Publié le 2025-12-10 12:00:00. Peter Sagan, triple champion du monde de cyclisme, révèle les années difficiles qu’il a traversées au milieu des années 2010, marquées par un surentraînement et des méthodes d’encadrement inadaptées qui l’ont poussé au bord de l’abandon.

  • Entre 2014 et 2015, Peter Sagan a connu une période qu’il considère comme la plus sombre de sa carrière, malgré 17 victoires professionnelles et de nombreux titres en compétitions par points.
  • Le cycliste slovaque critique ouvertement les entraîneurs qui, selon lui, n’ont pas su comprendre ses besoins et l’ont conduit au surentraînement, au point de lui faire détester le cyclisme.
  • La collaboration avec Patxi Vila, qui a su lui accorder confiance et liberté, a marqué un tournant décisif et a permis à Sagan de révéler tout son potentiel.

Peter Sagan, l’un des cyclistes les plus populaires et talentueux de sa génération, a connu des moments de doute et de frustration au plus fort de son ascension. Si son palmarès parle de lui-même – 17 victoires professionnelles, de multiples championnats en courses par points, un maillot jaune au Tour de Californie et trois titres de champion du monde – l’année 2014 et 2015 restent gravées dans sa mémoire comme une période particulièrement difficile.

Dans une récente interview accordée au magazine Biker, Sagan, aujourd’hui âgé de 35 ans, s’est exprimé sans détour sur ces années noires. Il explique avoir été confronté non seulement à la pression de la compétition, mais aussi aux attentes grandissantes du public, avide de nouvelles victoires. Une pression qui, combinée à un encadrement inadapté, a failli le briser.

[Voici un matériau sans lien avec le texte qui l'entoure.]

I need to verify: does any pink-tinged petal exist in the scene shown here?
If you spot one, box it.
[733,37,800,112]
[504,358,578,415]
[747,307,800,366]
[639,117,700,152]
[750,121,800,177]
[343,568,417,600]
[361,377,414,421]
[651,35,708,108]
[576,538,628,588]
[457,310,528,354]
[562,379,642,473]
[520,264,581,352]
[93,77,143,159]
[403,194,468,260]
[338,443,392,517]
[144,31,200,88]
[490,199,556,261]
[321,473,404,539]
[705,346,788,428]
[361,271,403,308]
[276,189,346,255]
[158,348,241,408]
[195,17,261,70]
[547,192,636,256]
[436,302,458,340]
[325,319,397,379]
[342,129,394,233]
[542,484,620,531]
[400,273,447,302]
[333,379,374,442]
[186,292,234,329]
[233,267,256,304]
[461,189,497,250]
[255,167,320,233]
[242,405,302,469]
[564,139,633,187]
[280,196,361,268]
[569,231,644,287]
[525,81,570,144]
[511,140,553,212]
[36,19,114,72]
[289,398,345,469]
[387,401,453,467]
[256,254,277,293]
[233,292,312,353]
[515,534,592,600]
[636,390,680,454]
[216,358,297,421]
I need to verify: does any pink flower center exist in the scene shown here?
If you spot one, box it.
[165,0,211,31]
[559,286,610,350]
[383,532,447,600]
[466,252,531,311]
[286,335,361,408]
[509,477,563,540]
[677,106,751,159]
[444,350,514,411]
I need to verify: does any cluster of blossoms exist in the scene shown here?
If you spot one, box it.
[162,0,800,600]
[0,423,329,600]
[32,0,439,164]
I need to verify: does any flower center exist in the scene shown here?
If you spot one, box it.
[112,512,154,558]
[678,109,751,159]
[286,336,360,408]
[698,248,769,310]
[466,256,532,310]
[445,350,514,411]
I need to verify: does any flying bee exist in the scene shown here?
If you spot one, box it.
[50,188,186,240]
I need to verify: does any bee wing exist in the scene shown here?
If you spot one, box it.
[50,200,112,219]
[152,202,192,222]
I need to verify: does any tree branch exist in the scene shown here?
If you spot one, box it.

« Je n’aimais pas ça, j’étais toujours surentraîné. »

Peter Sagan, triple champion du monde

Le problème, selon Sagan, résidait principalement dans la collaboration avec ses entraîneurs. En 2014, il travaillait avec Sebastian Weber, un technicien allemand peu expérimenté au sein de l’équipe Cannondale. Weber, obsédé par l’idée d’améliorer un cycliste qu’il jugeait déjà performant, a mis en place un programme d’entraînement trop intense et contre-productif.

« Il voulait améliorer quelque chose qui était déjà bien. Il dérangeait mon corps et j’ai fini par m’épuiser complètement », a confié le cycliste. La philosophie de Weber, basée sur l’analyse des données, l’avait même conduit à déclarer que Sagan n’était qu’un coureur moyen, une affirmation qui a profondément blessé le champion.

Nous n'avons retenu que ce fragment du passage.